A huge number of people in the U.S. live through things that could well provoke a great deal of trauma. For example, racism toward black men and women results in their disproportionately high incarceration, neonatal and maternal mortality and unemployment rates. Every 72 hours, a black man is killed by the police or by vigilantes. It’s safe to say that African-Americans deal with an incredible amount of trauma. For any member of an oppressed minority struggling, as black Americans do, with the daily challenges of systemic oppression, the concept of “flagging” potentially disturbing content must seem like a waste of time. Certainly, triggers are real, but they are also highly subjective and personal. My point is that life is triggering. For a veteran, it might be the continual beep of a grocery scanner. For a sexual abuse victim, it could be the direct eye contact of an adult male. For someone who has spent a lot of time in hospitals, it might be needles, or having blood pressure taken. Anyone who has truly suffered from trauma or PTSD is taught that triggers cannot be avoided — an impossibility in a country that is saturated with graphic news images and violent video games and crazy white males shooting up children’s schools. Instead they are taught how to deal with them, and that includes approaching a teacher in a classroom before a course commences to say, “Please let me know if X is in a novel, because I might not be able to read that.”

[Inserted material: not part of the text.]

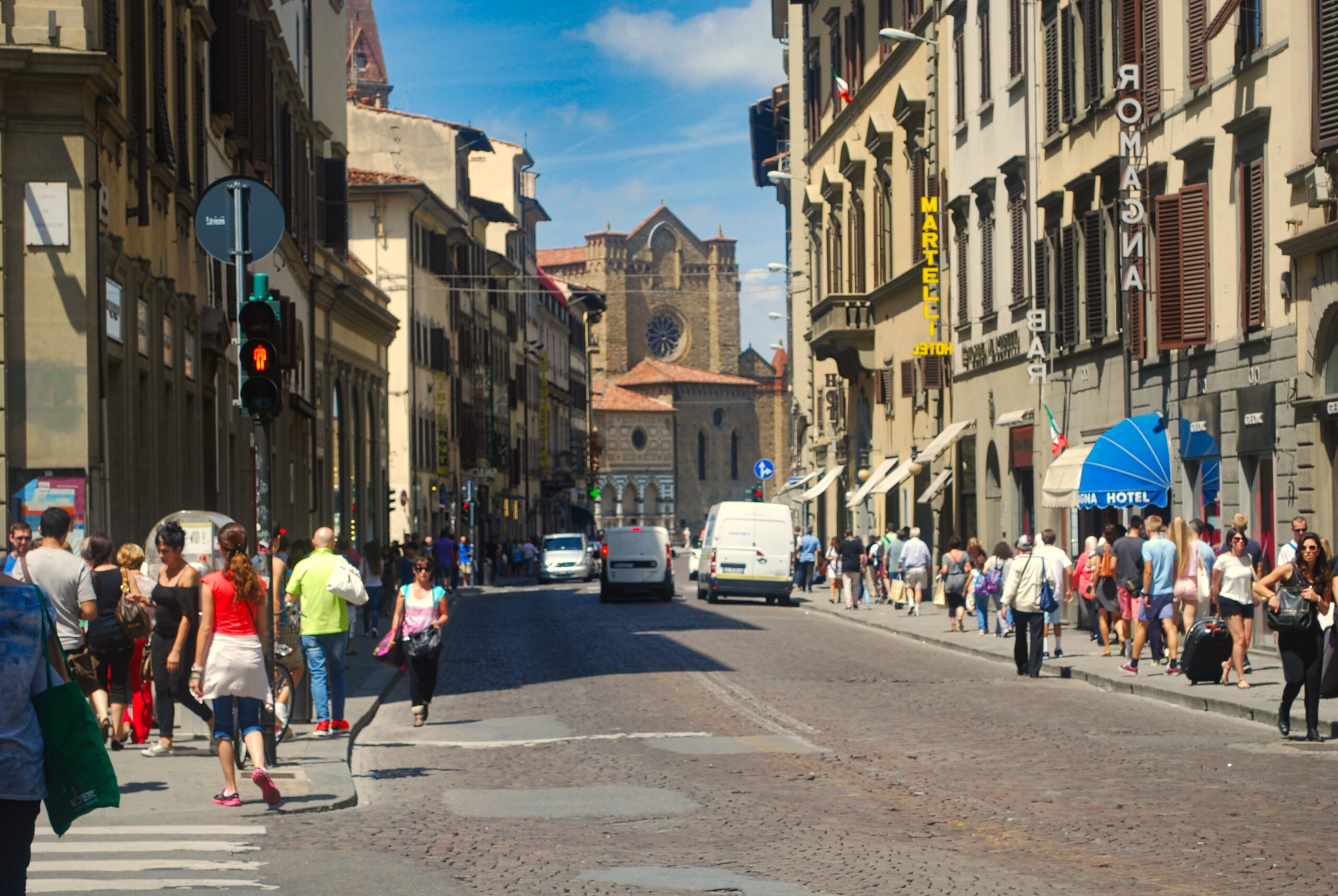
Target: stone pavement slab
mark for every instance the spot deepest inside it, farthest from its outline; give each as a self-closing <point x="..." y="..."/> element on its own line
<point x="1081" y="661"/>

Americans, of course, take great exception to the idea that the onus of responsibility for dealing with their “trauma” might be on themselves. “There is no safer environment in which to learn [the skill of coping with trauma] than from sitting on the sofa, in a democracy, with a full belly and the choice to make the ‘horror’ stop at any moment by the simple act of closing the book,” says my friend Simon, another Brit perplexed, like myself, by the perversion of American exceptionalism — the belief that we, as Americans, are all precious creatures who should be free from all anxieties and secure from anyone who might disturb our feelings. If only the same students lobbying for trigger warnings cared as much about systemic oppression, we might be making progress in this country. Instead, we’ll filibuster our lives away by making our college courses politically correct, ensuring those who are lucky enough to have an education aren’t burdened by anyone else’s trauma but their own.